We have a vision of "the future" as a startling new thing that will confuse and disorient us. You'd think by now we'd have learned that it doesn't work that way. Someone introduces something astonishing -- a mobile phone with a touch screen that can surf the Web, shoot video, play music, take photos and make the bed -- and in about three weeks we're ready for something new.

Marketers seem resolutely attached to the belief that technological advances always lead to large-scale disruptions in consumer behavior. They have conferences about it every two weeks. (Far be it from us to disabuse them of this bankable notion.)

In fact, consumers have developed a remarkable ability to incorporate amazing technological changes into their lives with very little disruption to their purchasing habits. Just as in every generation there have been a few technological changes, like iTunes, that have changed everything.

But one of the untold stories of the digital age is the surprising degree to which consumer behavior has remained stable in light of a revolution in technology, communication and media.

A few examples:

• According to the U.S. Department of Commerce, e-commerce accounted for 4.1 percent of retail purchasing in Q2 2010. Brick-and-mortar retailing still represents about 96 percent of consumer activity.
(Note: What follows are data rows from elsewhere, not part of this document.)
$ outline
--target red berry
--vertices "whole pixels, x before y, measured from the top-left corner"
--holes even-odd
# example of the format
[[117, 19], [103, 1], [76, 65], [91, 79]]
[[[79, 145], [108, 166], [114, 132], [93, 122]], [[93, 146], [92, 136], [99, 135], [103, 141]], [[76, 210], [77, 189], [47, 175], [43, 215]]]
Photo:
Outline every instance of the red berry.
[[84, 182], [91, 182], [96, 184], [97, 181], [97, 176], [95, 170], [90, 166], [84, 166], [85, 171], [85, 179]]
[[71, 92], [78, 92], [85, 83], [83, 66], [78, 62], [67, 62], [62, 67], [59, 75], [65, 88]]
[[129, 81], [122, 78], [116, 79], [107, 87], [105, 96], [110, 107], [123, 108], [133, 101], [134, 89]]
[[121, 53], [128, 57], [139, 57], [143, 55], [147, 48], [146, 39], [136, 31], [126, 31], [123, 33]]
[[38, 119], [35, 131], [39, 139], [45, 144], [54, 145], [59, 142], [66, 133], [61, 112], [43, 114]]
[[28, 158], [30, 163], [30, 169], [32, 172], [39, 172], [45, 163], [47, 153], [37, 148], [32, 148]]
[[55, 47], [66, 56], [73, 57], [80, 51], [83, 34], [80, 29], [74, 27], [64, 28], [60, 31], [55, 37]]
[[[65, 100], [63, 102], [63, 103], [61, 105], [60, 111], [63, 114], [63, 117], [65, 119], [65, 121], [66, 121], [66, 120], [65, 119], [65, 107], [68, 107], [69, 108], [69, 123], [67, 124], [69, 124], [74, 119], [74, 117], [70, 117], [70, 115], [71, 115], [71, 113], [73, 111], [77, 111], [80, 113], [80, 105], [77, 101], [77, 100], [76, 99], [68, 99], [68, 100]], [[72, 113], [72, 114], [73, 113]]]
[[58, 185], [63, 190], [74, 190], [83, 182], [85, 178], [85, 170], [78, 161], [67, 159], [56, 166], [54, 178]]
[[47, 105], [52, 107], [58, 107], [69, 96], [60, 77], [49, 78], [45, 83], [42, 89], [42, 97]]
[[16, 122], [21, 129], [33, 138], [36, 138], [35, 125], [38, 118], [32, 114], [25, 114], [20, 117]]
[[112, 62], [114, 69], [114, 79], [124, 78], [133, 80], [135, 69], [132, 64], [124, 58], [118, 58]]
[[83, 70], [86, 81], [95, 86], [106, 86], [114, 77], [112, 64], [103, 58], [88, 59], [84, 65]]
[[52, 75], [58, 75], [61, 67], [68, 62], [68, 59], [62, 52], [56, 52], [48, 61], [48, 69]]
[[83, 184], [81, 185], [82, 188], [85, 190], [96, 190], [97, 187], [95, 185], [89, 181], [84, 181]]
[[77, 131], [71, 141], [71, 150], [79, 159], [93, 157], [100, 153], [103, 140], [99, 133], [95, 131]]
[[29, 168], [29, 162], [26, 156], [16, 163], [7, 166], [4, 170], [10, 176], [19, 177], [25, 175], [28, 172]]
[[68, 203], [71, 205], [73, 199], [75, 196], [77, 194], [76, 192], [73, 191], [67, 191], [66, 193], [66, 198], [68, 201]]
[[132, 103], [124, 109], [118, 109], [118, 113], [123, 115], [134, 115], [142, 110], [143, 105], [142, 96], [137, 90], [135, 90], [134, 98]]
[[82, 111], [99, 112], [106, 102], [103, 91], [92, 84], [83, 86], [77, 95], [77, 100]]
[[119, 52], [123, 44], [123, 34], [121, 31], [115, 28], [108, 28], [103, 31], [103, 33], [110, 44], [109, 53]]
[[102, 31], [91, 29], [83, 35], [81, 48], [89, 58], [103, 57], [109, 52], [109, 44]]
• A study done at Duke University (with the cooperation of TiVo, IRI and in association with the University of Chicago) and released in May showed that even households with TiVo watch 95 percent of their TV live. Professor Carl Mela, who led the study, said, "Our initial goal was to simply measure how bad DVRs were for advertisers. . . . We tried a vast array of methodological approaches to find a DVR effect. And we just couldn't . . . find [any] change in people's shopping patterns when we compare a group that has TiVo with a group that doesn't."

• Nielsen's Three Screen Report for the first quarter of 2010 shows that 99 percent of video is still viewed on a television. 1 percent is viewed online. Mobile viewing accounts for two-tenths of 1 percent of all video viewing. In other words, it essentially doesn't exist.

The marketing industry still hasn't gotten the memo that innovations in technology and media do not inexorably lead to major changes in consumer behavior. Over and over again, the facts tell us that these new technologies create small to moderate changes in purchasing behavior.

So why are we so enthusiastically supportive of the myth of The Thing That Will Change Everything? Simple. It's the Age of Hysteria. Keeping our clients in a state of anxiety is just plain good business.